I volontari del gruppo Helios che curano la lettura, entrano in azione quando in tutto il Meyer cala il silenzio e l’atmosfera si fa notturna. Allora, discreti e attenti, con un campanellino dal suono di fiaba, si affacciano nei reparti per intercettare i piccoli che, in quel momento, possono aver voglia e bisogno di un libro. La loro libreria con le ruote è piena di testi selezionatissimi, scelti con cura dalla direzione scientifica della LudoBiblio del Meyer: albi illustrati, racconti, filastrocche, tutte letture brevi ed avvincenti che conciliano il sonno.
A quel punto, i bambini che possono uscire dalle loro stanze vengono radunati in un ambiente allestito ad hoc. Ci sono le seggioline disposte a semicerchio intorno a quella del volontario che leggerà, ci sono le luci basse e, magari, ci sono mamma e papà sulla porta. I volontari si alternano e leggono ad alta voce, proponendo ai bambini una selezione di letture. E non è raro che, alla fine, arrivi dal pubblico la fatidica richiesta: “Ancora!”.
Per i piccoli che invece non possono (o non vogliono) lasciare la loro stanza di degenza, la “magia” arriva direttamente a bordo letto: il volontario seleziona un libro dalla piccola biblioteca itinerante e lo propone al bambino. Le pagine si sfogliano insieme e la fine della storia arriva in un soffio.

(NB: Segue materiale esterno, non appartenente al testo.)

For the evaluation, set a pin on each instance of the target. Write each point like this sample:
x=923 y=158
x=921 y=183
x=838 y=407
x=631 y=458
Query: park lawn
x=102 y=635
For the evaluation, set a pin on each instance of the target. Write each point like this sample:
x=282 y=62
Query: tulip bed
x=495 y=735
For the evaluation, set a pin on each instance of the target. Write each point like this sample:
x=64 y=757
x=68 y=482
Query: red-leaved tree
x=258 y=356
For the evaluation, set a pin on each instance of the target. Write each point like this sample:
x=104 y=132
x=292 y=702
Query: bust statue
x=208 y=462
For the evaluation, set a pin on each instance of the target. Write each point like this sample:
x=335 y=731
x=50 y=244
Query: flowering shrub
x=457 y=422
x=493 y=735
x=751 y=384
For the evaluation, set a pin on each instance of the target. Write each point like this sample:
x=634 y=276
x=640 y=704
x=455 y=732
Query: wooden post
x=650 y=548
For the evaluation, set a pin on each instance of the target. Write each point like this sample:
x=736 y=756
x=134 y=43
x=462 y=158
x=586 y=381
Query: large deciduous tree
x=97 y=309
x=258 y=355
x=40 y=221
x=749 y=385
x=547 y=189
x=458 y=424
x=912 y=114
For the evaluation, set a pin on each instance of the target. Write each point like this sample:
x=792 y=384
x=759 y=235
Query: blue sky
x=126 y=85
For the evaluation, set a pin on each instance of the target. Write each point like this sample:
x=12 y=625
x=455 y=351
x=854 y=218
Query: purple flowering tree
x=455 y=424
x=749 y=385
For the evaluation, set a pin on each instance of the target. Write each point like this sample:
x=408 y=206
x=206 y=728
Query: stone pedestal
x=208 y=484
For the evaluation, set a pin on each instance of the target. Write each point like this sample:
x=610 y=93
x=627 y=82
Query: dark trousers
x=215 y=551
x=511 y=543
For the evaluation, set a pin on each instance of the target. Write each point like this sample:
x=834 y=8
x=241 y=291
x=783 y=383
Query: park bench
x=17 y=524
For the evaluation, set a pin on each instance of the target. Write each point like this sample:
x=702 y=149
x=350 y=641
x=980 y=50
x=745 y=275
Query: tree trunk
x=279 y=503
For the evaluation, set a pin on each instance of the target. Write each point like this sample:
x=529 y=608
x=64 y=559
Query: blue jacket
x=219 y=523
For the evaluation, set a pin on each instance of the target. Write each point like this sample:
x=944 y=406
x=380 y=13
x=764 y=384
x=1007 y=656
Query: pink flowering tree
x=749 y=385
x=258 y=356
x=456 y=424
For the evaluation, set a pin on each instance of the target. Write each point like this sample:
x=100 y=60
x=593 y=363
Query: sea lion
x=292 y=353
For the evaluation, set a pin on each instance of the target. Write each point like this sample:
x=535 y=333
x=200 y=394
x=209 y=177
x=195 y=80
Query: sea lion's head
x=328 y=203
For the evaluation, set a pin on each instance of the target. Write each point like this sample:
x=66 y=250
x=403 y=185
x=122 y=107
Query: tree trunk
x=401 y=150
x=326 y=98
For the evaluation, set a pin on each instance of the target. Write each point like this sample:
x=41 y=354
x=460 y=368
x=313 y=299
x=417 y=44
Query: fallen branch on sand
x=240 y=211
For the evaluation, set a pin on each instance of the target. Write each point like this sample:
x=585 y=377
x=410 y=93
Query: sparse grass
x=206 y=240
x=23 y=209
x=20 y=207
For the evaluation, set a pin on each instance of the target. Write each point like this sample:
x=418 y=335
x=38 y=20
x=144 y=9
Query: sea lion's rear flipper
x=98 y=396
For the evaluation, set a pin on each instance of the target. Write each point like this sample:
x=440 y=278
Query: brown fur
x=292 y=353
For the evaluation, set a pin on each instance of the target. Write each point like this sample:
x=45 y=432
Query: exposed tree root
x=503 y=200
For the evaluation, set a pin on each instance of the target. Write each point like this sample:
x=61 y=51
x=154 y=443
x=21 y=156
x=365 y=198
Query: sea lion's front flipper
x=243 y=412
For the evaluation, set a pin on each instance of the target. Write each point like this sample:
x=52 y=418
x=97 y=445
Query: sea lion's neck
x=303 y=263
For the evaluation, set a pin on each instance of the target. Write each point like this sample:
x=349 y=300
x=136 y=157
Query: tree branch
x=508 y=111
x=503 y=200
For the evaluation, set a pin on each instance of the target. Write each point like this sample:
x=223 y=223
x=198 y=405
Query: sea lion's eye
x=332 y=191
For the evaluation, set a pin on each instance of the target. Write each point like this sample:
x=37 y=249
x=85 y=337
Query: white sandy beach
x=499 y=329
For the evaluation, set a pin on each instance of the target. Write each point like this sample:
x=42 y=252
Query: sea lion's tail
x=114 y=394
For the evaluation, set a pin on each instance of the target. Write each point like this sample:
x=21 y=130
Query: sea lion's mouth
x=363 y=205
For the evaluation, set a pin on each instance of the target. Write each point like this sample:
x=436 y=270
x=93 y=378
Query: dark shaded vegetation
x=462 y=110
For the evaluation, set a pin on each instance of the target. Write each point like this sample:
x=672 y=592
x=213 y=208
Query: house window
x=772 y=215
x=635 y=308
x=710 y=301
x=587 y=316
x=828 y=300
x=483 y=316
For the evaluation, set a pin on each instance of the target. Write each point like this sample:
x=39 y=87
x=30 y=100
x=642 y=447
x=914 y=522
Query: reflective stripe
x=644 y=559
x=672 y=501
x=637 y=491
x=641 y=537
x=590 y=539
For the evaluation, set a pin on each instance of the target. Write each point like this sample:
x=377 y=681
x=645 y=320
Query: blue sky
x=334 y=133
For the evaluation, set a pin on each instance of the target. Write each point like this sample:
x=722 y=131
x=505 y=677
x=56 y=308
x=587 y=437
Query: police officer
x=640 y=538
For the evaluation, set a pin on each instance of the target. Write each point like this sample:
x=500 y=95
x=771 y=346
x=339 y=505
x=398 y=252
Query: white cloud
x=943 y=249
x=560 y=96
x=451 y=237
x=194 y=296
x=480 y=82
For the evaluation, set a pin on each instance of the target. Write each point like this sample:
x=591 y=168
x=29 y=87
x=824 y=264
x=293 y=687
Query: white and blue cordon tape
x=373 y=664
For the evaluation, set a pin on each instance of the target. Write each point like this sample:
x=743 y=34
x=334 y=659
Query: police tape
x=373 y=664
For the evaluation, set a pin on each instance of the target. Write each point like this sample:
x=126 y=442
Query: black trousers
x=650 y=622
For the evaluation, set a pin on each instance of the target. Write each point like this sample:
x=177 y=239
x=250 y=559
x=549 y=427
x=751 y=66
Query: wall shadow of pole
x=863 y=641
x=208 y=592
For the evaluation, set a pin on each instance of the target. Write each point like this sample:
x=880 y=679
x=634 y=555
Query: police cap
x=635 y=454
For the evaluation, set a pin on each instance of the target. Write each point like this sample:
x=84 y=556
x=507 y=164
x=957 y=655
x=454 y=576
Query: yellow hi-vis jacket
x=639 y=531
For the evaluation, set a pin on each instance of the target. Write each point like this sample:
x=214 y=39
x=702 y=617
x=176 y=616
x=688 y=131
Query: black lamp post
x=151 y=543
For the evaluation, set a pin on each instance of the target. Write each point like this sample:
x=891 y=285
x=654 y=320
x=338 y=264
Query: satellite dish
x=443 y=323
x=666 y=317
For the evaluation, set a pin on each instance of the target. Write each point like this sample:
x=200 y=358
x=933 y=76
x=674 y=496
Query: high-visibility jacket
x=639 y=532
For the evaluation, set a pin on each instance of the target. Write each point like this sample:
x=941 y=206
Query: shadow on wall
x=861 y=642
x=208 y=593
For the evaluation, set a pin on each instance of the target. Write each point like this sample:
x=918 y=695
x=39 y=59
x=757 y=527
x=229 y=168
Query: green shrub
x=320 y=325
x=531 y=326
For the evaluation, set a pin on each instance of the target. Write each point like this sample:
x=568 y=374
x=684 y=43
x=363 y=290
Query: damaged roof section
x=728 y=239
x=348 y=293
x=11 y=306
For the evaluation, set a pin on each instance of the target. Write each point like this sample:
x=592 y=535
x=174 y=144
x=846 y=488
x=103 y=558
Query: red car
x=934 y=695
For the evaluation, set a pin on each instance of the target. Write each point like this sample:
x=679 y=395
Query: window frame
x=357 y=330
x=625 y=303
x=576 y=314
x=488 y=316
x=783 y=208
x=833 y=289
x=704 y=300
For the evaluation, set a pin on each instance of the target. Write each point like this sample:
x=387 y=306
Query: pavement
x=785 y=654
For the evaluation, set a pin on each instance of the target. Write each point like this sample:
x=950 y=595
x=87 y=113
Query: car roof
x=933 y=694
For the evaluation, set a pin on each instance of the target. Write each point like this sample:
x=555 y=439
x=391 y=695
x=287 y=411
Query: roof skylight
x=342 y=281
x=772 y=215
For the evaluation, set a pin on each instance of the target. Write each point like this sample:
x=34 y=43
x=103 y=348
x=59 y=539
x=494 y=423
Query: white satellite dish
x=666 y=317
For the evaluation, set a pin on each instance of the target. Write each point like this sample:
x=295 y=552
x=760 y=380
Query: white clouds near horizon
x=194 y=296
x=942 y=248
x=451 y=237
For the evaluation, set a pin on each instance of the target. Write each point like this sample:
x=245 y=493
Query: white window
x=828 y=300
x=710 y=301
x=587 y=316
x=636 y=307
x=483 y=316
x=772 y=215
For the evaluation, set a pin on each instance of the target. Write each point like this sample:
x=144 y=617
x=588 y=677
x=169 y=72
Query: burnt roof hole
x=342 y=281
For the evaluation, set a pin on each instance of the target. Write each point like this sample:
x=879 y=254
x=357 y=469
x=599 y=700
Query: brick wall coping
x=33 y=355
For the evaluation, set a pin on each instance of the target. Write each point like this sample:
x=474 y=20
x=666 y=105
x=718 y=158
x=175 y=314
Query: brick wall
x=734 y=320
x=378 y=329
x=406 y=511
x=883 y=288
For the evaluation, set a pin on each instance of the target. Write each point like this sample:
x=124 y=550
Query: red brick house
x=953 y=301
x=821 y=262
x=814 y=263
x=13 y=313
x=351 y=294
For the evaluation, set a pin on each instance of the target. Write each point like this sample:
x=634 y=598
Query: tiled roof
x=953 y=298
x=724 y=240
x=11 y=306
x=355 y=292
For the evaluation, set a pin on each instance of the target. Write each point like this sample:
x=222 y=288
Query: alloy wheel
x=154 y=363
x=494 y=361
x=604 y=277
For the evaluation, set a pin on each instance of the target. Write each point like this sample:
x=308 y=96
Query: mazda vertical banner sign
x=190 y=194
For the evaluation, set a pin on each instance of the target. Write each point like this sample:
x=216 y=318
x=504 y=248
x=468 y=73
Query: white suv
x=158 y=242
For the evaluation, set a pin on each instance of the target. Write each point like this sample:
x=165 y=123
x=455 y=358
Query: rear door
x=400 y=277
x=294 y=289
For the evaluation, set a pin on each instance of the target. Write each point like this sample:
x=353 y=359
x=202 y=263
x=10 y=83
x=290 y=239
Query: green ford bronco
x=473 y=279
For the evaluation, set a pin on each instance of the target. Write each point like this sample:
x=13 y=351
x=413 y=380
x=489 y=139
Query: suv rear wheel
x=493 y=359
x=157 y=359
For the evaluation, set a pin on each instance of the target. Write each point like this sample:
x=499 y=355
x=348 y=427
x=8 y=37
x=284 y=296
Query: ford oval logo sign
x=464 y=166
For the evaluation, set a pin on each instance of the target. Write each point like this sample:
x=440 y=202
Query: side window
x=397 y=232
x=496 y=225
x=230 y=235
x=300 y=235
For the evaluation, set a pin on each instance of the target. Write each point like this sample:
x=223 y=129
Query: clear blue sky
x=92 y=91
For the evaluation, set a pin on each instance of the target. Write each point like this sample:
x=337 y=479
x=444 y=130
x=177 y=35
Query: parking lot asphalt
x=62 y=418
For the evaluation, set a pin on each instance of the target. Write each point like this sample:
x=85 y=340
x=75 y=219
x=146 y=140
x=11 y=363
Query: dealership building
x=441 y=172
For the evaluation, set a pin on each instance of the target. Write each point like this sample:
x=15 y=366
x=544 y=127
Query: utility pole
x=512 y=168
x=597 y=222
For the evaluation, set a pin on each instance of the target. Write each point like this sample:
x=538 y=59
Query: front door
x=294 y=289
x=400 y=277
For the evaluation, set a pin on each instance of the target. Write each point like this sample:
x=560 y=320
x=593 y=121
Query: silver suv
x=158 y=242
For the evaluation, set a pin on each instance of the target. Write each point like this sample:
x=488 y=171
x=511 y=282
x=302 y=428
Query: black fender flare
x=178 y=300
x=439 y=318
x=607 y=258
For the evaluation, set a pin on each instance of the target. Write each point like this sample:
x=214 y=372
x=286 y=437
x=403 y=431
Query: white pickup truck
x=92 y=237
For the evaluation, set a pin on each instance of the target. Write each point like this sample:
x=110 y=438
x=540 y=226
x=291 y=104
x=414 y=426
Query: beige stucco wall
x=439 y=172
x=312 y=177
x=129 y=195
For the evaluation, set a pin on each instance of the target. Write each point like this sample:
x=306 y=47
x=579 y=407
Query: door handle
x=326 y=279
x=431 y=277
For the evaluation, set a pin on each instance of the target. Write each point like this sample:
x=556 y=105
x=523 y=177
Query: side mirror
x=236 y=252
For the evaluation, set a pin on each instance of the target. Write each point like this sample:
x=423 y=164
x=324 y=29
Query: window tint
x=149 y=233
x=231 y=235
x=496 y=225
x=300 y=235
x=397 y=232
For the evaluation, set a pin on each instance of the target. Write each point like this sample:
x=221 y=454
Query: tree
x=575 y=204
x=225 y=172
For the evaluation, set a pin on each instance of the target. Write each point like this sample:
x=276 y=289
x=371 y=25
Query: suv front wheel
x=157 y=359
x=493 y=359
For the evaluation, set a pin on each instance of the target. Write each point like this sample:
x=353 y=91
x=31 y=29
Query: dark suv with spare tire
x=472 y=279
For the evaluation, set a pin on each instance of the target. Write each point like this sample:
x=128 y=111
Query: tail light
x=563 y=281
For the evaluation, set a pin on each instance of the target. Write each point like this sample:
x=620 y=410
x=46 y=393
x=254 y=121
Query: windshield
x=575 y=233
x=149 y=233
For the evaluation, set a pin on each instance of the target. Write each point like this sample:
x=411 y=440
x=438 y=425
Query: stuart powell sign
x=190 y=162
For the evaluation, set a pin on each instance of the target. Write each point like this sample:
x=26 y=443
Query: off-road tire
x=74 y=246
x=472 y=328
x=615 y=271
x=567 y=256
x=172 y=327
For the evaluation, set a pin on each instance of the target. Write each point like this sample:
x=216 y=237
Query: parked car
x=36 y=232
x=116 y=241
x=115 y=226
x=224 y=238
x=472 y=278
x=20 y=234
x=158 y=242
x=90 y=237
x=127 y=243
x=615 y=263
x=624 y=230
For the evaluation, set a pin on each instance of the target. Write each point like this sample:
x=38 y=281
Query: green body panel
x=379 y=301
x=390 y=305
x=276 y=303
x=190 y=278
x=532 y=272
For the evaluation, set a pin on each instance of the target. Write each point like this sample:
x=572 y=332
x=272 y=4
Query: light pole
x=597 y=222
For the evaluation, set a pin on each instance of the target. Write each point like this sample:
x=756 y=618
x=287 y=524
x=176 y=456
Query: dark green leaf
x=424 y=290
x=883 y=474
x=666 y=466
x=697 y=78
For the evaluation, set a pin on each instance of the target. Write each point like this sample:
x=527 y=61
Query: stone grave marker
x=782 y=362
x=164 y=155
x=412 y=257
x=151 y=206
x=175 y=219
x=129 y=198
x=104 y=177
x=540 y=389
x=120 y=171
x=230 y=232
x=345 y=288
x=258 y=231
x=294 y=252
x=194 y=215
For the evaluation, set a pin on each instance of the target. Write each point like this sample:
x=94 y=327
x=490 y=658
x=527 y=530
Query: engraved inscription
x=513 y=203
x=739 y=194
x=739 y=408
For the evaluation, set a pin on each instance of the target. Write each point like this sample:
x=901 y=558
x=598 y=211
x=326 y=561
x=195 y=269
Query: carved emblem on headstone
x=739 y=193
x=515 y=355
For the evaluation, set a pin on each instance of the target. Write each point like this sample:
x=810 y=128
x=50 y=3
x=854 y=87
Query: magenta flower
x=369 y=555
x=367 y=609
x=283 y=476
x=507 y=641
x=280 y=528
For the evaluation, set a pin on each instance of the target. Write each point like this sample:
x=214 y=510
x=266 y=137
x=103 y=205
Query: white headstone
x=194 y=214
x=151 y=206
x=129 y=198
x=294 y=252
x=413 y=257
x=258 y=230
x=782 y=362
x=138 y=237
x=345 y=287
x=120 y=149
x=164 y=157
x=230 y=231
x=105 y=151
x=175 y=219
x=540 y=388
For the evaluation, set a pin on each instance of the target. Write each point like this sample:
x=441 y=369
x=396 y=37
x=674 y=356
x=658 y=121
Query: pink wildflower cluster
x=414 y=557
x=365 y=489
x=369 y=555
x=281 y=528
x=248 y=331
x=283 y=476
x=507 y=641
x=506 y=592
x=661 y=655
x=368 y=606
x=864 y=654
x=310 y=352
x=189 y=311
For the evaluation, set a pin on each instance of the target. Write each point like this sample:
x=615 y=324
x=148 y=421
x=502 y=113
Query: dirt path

La musica che culla e rasserena

Qualcosa di simile accade anche con la musica: in questo caso sono i musicisti della Cooperativa Athenaeum musicale fiorentino a spostarsi nei reparti per intonare ninne nanne, con i loro strumenti delicati pronti a cullare i piccoli. In questo modo, il rito della buonanotte, uno dei più rassicuranti e amati dei bambini, trova spazio anche in ospedale e crea una continuità con l’universo domestico che i piccoli hanno dovuto, spesso bruscamente, lasciare. “Con questo progetto abbiamo provato a rendere ai piccoli un pezzo della loro quotidianità”, spiega la psicologa Manuela Trinci, della direzione scientifica della LudoBiblio dell’ospedale. “Giocare, raccontare o fare storie, ascoltare o strimpellare musica, permettono al bambino malato di ‘rientrare’ nell’infanzia, passaggio fondamentale per il piccolo ospedalizzato. Un’iniziativa che rientra in quel processo di umanizzazione delle cure che, da sempre, sta molto a cuore al Meyer”.